Поистине, рассказ о психах более благодарен. Но назад дороги нет, только вперед, дальше, в любопытстве и самых разных чувствах! Дабы выяснить всерьез, что же такое психическая норма и как она живет…

Норма – среднее словечко, предмет тревоги каждого.

Психологам повезло. Люди говорят им, что думают и чувствуют, без цензуры. Не сразу, но тем интереснее. Иногда надо поискать «своего» психолога. Но как только он найден, дело идет. Обычно люди хотят чуда, ждут его от психологов и даже требуют. Или, наоборот, имеют тайную цель доказать, что помочь им невозможно.

Более того, все мы считаем себя психологами, потому что так и есть. Без психологии – никуда. Как иначе понимать, что вообще происходит? И все же профессиональные психологи отличаются от обычных. Долгие годы весьма сложного обучения они учатся осознаванию. Анализ, наблюдение, эксперимент – в ход идет все, чтобы в тот самый волнующий момент, когда клиент сядет напротив тебя в мягкое кресло, ты бы знал, что делать. Как вообще один человек может помочь другому?
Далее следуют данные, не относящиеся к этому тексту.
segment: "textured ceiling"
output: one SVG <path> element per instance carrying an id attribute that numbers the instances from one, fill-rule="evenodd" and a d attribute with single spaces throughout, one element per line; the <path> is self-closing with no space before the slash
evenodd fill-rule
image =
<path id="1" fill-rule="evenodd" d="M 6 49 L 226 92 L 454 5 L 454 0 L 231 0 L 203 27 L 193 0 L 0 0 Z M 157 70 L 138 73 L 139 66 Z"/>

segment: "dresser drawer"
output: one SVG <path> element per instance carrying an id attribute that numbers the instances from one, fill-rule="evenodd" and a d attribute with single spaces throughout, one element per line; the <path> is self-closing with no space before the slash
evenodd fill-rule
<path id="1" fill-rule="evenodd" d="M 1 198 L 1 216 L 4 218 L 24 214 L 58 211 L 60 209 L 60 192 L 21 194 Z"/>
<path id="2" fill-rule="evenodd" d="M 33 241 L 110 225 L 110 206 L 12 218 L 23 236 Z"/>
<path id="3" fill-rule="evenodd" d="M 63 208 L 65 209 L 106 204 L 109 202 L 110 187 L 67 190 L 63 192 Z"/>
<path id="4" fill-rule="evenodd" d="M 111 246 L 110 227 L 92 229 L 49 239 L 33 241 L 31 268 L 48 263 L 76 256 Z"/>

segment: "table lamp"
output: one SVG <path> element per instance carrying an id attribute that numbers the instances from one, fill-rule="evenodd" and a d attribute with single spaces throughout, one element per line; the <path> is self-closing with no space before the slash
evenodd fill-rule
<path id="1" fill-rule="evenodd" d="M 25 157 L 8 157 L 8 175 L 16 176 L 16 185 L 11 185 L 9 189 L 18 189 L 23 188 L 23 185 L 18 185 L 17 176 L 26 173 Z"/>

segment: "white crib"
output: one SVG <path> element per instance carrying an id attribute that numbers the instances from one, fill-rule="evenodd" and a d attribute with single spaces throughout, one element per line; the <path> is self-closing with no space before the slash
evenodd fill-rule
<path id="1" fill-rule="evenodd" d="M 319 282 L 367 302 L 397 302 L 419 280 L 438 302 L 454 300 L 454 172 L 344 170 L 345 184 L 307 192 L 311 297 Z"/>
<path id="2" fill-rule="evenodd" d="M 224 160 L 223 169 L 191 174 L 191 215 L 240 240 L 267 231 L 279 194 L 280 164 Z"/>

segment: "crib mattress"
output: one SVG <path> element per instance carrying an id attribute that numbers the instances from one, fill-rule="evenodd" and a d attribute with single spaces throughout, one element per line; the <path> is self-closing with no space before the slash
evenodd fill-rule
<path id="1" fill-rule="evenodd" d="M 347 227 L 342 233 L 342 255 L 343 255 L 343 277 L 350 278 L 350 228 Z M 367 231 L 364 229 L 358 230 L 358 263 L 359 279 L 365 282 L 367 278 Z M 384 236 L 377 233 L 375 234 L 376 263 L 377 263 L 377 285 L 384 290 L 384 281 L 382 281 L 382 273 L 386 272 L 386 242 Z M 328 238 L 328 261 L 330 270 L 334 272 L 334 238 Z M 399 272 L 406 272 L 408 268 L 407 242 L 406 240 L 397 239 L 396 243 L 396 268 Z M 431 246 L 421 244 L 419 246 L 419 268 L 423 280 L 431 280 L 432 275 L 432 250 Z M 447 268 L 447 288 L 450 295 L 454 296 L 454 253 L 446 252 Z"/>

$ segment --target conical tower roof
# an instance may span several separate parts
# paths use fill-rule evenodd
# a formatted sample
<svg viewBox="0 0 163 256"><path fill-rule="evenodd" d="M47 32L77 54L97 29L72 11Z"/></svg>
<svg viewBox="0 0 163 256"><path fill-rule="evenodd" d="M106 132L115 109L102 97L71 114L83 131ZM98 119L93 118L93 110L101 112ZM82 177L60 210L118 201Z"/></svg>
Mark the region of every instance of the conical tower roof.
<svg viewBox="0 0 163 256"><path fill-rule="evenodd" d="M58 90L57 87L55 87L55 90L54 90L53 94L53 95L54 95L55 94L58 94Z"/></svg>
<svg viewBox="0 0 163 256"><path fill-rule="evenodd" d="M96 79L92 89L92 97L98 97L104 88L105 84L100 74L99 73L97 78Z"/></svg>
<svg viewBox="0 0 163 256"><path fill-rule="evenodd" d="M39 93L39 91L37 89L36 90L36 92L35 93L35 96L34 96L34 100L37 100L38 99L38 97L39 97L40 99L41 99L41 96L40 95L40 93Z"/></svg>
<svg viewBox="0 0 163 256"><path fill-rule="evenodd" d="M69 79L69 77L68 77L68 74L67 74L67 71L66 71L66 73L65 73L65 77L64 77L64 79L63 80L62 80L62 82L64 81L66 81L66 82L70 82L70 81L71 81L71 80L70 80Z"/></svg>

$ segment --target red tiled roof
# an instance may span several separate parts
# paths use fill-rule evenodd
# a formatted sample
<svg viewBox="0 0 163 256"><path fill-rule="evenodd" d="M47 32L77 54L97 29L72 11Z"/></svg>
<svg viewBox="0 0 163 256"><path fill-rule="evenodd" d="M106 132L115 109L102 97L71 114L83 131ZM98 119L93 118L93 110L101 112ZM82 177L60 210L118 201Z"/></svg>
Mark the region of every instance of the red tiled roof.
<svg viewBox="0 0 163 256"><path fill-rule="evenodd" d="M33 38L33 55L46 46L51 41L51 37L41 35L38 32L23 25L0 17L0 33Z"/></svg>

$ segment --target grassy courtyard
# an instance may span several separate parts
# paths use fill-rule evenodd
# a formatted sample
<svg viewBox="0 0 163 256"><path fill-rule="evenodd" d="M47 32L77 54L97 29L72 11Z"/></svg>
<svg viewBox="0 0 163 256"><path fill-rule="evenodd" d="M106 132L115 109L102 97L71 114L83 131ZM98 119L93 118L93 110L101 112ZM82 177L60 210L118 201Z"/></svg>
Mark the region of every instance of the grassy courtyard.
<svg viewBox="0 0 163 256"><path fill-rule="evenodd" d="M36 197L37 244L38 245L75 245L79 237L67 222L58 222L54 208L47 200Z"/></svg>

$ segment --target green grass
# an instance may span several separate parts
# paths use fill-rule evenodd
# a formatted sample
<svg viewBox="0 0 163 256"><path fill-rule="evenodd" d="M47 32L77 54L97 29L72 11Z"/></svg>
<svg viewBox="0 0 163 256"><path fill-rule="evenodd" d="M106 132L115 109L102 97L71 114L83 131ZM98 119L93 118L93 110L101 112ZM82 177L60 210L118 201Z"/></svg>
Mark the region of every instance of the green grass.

Правда ли, что словами лечат, а не только убивают? И как не навредить? Да и самому не сбрендить от чувств и событий в жизни других – незнакомых, посторонних тебе людей, людей из другого мира, из разных социальных слоев, вероисповеданий и философий.

Так вот. Психологом стать непросто. Путь включает в себя долгие годы проживания сложных вещей: больных, любимых, стыдных и неправильных. Прекрасных и сладких, отвратительных и очень горьких. Многие сворачивают с дороги. На пути становится понятнее то, как на самом деле обстоят дела по ходу романа, который каждый из нас пишет, разыгрывает и дает почитать другим.

Один из героев книги описывает терапию так: «У меня была машина. Как-то я с ней управлялся. В основном я на нее орал, а она не слушалась. Сейчас я знаю, что у меня есть колеса, мотор. Очень важно, что у меня есть тормоз. Коробка передач тоже удобная вещь. Парктроник – высший психологический пилотаж! Еще всякие кнопочки, рычажки, штучки, механизмы и датчики. Теперь я знаю, как ими пользоваться. Можно лучше понимать, что хочешь…» Он обожает рассуждать о терапии.

Есть и другая сторона медали. Психологов многие считают странными, а идти к ним стесняются. Даже когда идешь к проктологу, можно представить, что будет происходить. А у психолога – непонятно. «Я никогда раньше не был у психолога.» – стандартное начало фразы «дикого» клиента. То ли жизни будут учить, то ли диагноз поставят. Скажут, что делать, и кто виноват? Расскажут, как управлять другими людьми?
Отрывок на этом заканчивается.